Shares of Rocket Lab are surging after announcing an $8 billion acquisition of satellite communications operator Iridium Communications, helping lift a broader basket of space-related stocks as investors piled back into the sector.

Planet Labs, AST SpaceMobile and Redwire all traded higher alongside Rocket Lab, extending gains in an industry that has drawn enhanced investor attention in recent months in light of the strategic importance that governments place on space and satellite communications infrastructure.

In a presentation, Rocket Lab’s management called the purchase “a shortcut” for its satellite communications business.

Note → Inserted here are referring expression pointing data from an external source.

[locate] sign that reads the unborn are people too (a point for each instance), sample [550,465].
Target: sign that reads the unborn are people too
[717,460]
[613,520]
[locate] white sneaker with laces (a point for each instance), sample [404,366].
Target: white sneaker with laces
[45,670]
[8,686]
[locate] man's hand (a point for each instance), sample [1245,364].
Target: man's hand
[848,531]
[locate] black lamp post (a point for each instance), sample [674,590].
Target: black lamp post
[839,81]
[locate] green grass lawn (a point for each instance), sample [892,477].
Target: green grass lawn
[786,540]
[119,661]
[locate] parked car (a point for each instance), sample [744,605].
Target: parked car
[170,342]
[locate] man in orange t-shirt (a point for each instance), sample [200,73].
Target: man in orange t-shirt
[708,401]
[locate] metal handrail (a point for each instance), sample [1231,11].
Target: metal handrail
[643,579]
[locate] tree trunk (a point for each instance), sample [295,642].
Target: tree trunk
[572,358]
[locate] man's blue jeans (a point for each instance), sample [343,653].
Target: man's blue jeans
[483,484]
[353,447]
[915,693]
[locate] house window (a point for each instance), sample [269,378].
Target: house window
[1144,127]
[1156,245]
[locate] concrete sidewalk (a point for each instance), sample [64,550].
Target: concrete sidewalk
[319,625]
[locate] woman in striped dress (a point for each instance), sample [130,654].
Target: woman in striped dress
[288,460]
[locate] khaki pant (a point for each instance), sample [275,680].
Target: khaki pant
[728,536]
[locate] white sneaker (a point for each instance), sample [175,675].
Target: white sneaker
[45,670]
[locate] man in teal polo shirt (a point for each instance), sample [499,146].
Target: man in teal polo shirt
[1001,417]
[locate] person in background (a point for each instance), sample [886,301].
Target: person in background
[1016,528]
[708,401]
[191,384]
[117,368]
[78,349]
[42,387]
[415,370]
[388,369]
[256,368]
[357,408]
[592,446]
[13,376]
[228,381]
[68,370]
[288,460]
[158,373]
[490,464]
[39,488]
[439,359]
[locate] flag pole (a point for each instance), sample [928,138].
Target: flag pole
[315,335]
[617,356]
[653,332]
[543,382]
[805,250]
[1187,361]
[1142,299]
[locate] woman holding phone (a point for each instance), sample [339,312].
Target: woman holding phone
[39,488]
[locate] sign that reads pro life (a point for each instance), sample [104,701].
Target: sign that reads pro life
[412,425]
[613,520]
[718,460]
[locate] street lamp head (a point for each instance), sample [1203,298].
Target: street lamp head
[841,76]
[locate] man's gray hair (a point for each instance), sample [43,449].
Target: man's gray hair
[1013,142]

Under the terms of the agreement, Iridium shareholders will receive $27 in cash and Rocket Lab stock, valuing Iridium at $54 per share. Backed by a $3.6 billion bridge loan committed by Deutsche Bank and Wells Fargo, Rocket Lab absorbs Iridium’s globally licensed spectrum and an active base of 2.5 million subscribers.

Rocket Lab has also remained one of the most active launch providers in the sector. The company completed its 12th launch of the year last week, maintaining one of the highest launch cadences among commercial space companies.

Today's rally helps offset a brutal stretch for the group. Rocket Lab shares had fallen over 35% over the prior month, while Planet Labs stock was down more than 40% and AST SpaceMobile stock was down around 30% over the same window.